Chegando a Cananor em dezembro de 1508, Albuquerque revelou suas ordens lacradas que o nomeavam governador, mas o vice-rei Almeida recusou-se a ceder, citando seu próprio mandato e o desejo de vingar a morte de seu filho. Albuquerque evitou uma guerra civil e mudou-se para Cochim para aguardar instruções. Mais tarde, liderou a conquista de Goa em 1510 e a captura de Malaca em 1511. Em seus últimos cinco anos, dedicou-se à administração, supervisionando expedições que estabeleceram contatos diplomáticos com o Reino de Aiutaia, Pegu, Timor, as Molucas e abriram caminho para o comércio com a China Ming, além de estabelecer laços com a Etiópia e a Pérsia Safávida.
Reader's Guide
A importância de Afonso de Albuquerque reside em seu papel como arquiteto do império português na Ásia. Suas campanhas militares — conquistando Goa e Malaca, atacando o Golfo Pérsico e liderando a primeira frota europeia no Mar Vermelho — garantiram rotas comerciais importantes e transformaram o Oceano Índico em um mare clausum português. Sua estratégia de fechar as passagens navais para o Atlântico, Mar Vermelho, Golfo Pérsico e Pacífico permitiu que Portugal se tornasse o primeiro império global. Como vice-rei de 1509 a 1515, não apenas expandiu o território, mas também estabeleceu redes diplomáticas e comerciais por toda a Ásia, do Reino de Aiutaia à China Ming, e com a Etiópia e a Pérsia Safávida. Suas ações administrativas foram cruciais para a longevidade do Império Português. Epítetos como 'o Terrível', 'o Grande', 'o Leão dos Mares', 'o Marte Português' e 'o César do Oriente' refletem sua formidável reputação.
Did You Know?
- Albuquerque foi o primeiro europeu do Renascimento a atacar o Golfo Pérsico e liderou a primeira frota europeia no Mar Vermelho.

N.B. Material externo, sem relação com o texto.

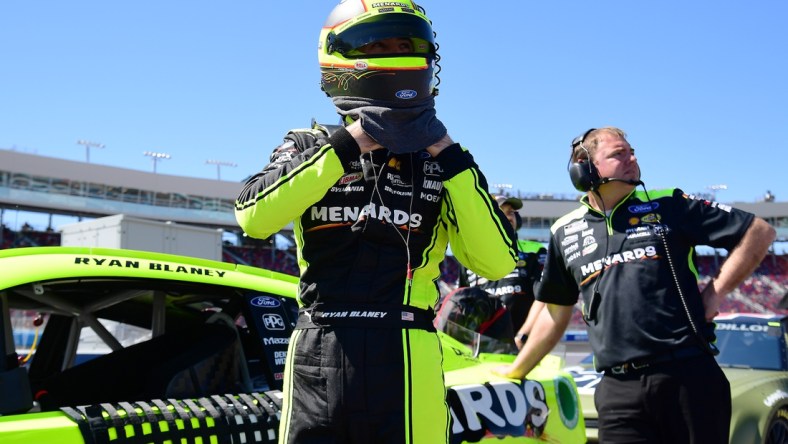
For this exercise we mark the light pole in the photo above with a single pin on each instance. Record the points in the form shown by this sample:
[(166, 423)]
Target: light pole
[(219, 164), (715, 188), (503, 186), (156, 157), (88, 145)]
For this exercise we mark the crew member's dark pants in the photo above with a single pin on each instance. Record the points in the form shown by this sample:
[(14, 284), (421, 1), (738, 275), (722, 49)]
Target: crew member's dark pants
[(675, 402)]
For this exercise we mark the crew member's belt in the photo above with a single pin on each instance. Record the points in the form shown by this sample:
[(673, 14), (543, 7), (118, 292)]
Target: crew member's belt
[(364, 316), (640, 364)]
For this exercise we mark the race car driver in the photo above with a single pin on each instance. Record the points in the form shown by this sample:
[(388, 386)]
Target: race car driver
[(374, 204)]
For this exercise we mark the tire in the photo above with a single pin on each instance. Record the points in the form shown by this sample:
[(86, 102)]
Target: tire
[(777, 430)]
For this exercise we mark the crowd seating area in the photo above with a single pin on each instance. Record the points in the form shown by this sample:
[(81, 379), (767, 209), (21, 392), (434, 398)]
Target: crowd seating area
[(762, 292)]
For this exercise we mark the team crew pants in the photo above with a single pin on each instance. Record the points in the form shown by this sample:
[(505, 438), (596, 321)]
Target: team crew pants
[(362, 385), (683, 401)]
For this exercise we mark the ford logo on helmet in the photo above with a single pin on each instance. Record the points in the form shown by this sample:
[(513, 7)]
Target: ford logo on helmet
[(265, 301), (406, 94)]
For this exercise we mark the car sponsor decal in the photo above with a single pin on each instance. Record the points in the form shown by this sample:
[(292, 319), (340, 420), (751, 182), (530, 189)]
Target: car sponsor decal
[(497, 408), (265, 301), (94, 261), (774, 398)]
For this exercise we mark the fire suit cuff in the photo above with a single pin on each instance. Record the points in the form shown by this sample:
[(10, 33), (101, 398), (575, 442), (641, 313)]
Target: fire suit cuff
[(453, 160), (345, 146)]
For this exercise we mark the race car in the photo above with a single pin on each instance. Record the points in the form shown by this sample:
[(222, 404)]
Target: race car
[(130, 346), (753, 356)]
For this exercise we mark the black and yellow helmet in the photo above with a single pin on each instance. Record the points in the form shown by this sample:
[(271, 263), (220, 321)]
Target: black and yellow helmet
[(347, 70)]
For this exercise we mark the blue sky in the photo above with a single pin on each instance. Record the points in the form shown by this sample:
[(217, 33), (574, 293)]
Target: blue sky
[(700, 87)]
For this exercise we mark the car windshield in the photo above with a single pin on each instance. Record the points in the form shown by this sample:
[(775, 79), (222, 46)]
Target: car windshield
[(750, 345)]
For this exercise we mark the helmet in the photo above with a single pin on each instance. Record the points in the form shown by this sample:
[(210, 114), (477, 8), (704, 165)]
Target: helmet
[(347, 71)]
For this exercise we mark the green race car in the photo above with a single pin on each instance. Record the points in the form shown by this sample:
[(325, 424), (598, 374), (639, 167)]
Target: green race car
[(103, 345), (753, 356)]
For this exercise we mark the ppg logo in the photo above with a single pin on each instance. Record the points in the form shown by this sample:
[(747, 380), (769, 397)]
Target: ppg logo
[(432, 168), (406, 94), (273, 322), (265, 301)]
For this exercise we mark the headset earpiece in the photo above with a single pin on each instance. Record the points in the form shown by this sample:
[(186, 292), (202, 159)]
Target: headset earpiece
[(583, 174)]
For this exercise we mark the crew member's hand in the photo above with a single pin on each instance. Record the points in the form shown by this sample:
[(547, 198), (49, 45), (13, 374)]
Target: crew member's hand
[(711, 301), (365, 142), (439, 146)]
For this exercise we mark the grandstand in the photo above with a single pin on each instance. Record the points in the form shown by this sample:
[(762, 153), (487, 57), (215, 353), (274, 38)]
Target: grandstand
[(57, 187)]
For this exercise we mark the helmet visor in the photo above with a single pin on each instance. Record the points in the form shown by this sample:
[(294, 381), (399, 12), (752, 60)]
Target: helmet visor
[(351, 41)]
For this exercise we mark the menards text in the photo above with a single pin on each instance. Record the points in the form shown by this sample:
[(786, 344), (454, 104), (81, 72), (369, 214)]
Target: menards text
[(157, 266)]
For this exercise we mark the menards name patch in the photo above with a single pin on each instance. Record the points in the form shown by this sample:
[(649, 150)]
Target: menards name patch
[(150, 265)]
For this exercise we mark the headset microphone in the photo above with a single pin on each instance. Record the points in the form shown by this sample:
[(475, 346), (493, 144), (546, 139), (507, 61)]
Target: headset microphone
[(605, 180)]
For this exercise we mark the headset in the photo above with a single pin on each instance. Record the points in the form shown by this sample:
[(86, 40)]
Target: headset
[(584, 174)]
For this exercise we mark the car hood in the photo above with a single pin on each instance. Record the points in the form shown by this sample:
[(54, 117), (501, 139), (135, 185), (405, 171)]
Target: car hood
[(743, 380)]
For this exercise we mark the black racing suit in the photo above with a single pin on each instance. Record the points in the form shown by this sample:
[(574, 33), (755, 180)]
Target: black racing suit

- Foi nomeado chefe da 'frota do mar da Arábia e da Pérsia' em 1506.
- Legitimou seu filho Brás, nascido de uma mulher portuguesa comum chamada Joana Vicente, antes de partir para sua segunda expedição em 1506.
- Diz-se que o xá Ismail I da Pérsia Safávida foi o primeiro a tratar Albuquerque por 'Leão dos mares'.